可愛い可愛いゾンビたちの中、こいつだけはゾンビではない。私の執事だ。名前をラチェレと言う。モリア様のところへ来て以来、私の身の回りを世話させてやっている奴だ。かれこれ20年近くになるが常にこの羊の着ぐるみを被って私にその素顔を見せたことはない、いや、本当に初めてあったころは普通に人間の顔をしていたような気がするのだが、イマイチ覚えていない、という方が正しいか。


「ん?いつもと何か紅茶違うぞ?」


今となってはなんの違和感もなく見れるようになってしまった着ぐるみは一先ず置いておいて、紅茶を飲もうと一口、口にした紅茶の香りが違うと言えば、


「フレーバーティーというものをご主人様から頂きましたので入れてみました。カラメェルだそうで。」

「モリア様が?」


珍しいものもあるものだと振り返れば「こちらでございます。」と茶葉を見せてくれた。見たところでいつも煎れてもらってばかりだから良く分からないのだが。モリア様がくれたというのは純粋にうれしい。


「ご主人様もご友人から頂いたそうですが、ご主人様は紅茶よりもコーヒーの方をよくおメェし上がりになるのでお嬢様に差し上げた方がいいのでは、と仰られておりました。後ほどちゃんとお礼を仰っておいてくださいませ。」


そういうと茶葉を缶の中にしまって紅茶を持ってくるのに使ったであろう盆の上に乗せた。
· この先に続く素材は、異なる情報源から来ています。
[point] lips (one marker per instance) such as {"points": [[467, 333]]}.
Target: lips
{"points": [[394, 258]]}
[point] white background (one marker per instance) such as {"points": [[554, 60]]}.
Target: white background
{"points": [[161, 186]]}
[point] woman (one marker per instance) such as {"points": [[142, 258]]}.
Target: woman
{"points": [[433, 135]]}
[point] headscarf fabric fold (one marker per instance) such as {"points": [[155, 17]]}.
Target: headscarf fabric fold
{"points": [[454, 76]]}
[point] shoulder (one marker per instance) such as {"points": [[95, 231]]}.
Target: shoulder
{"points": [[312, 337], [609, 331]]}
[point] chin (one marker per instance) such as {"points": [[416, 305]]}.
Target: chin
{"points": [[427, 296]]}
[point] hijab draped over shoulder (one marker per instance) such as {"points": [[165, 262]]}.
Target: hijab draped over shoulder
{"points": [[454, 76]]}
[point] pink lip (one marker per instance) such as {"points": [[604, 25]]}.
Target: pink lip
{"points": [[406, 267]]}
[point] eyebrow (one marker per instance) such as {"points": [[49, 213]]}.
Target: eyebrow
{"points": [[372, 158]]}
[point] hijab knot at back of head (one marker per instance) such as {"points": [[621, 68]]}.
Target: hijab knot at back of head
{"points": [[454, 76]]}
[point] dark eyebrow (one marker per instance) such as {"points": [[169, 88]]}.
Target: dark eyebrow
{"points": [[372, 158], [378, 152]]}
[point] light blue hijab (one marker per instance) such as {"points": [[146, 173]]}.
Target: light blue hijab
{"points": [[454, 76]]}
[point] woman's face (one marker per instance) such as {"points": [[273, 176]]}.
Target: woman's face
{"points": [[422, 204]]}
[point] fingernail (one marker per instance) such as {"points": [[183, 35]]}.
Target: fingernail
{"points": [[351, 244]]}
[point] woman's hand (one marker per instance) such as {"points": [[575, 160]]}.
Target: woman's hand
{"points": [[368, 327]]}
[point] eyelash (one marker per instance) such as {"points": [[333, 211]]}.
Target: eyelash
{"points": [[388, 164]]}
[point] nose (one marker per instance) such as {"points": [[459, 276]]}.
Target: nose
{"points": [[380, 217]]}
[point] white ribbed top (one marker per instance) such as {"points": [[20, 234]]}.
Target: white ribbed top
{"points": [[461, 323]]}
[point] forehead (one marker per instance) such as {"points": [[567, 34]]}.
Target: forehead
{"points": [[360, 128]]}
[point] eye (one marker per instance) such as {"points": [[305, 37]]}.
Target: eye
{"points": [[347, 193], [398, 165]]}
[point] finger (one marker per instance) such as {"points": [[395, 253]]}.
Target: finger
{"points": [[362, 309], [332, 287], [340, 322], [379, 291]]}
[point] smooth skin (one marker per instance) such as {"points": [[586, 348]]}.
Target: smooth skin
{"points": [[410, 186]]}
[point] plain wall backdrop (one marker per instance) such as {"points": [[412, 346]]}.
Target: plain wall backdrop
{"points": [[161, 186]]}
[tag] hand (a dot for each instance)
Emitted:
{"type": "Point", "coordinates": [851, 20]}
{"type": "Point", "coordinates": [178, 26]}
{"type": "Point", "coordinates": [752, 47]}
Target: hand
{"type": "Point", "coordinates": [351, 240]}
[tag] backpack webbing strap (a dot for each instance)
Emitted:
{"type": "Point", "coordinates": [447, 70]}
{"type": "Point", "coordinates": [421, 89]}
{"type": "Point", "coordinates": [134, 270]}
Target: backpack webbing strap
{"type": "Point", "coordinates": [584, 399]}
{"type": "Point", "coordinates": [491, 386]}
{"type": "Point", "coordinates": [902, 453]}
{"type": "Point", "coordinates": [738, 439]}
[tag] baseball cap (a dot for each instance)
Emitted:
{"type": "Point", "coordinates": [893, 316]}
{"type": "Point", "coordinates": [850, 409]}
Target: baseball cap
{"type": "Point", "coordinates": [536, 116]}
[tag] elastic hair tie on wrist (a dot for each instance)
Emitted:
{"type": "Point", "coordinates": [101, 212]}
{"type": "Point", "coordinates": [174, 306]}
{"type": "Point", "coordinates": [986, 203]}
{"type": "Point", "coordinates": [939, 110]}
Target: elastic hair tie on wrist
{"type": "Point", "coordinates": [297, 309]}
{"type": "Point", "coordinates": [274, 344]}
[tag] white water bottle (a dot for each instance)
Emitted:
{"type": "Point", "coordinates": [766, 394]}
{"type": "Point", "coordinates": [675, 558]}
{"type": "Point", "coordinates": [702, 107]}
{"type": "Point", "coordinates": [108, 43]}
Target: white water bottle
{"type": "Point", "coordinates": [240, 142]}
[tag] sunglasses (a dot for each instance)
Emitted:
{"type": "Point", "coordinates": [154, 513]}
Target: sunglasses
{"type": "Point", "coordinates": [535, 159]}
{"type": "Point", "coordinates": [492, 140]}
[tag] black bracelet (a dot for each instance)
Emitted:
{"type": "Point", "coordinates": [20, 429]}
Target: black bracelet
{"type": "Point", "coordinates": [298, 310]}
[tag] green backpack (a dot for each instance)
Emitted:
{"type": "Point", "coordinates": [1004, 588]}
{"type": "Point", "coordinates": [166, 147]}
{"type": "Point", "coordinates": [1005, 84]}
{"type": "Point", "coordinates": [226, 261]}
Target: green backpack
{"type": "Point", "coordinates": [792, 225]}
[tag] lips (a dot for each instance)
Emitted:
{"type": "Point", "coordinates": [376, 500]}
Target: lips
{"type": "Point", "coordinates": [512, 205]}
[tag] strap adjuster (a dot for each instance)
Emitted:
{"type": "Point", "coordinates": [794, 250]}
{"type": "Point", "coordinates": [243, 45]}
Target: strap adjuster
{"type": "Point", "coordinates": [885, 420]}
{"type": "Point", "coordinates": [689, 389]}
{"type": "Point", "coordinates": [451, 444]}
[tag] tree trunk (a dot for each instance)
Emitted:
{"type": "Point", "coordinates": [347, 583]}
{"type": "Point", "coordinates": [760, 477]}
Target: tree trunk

「ふん、言われなくても礼くらいちゃんと言う。ご苦労だった。もう下がっていいぞ。」


確かに幼少期から世話を指させていたとは言え、この男は私の執事の癖に随分と私を子ども扱いする節がある。


「さようでございますか。失礼いたしました。それでは下がっておりますのでまた何かご用メェがありましたらお呼びくださいませ。」


それが面白くなくて追い払うようにそう言ったにも関わらず、額面通りに言葉を受け取ると、ラチェレはさっさとお辞儀をして本当に下がって行ってしまった。一人でお茶するのは寂しいのではないかとかそういう配慮はないのか!と憤慨しそうになるが、下がらせた手前、すぐさま呼びつけるのも癪に障る。仕方ないと、紅茶をいつもより多めに口に流し込んだ。さっさと飲み干してしまってお代わりを寄越せと呼び出すより仕方ないではないか。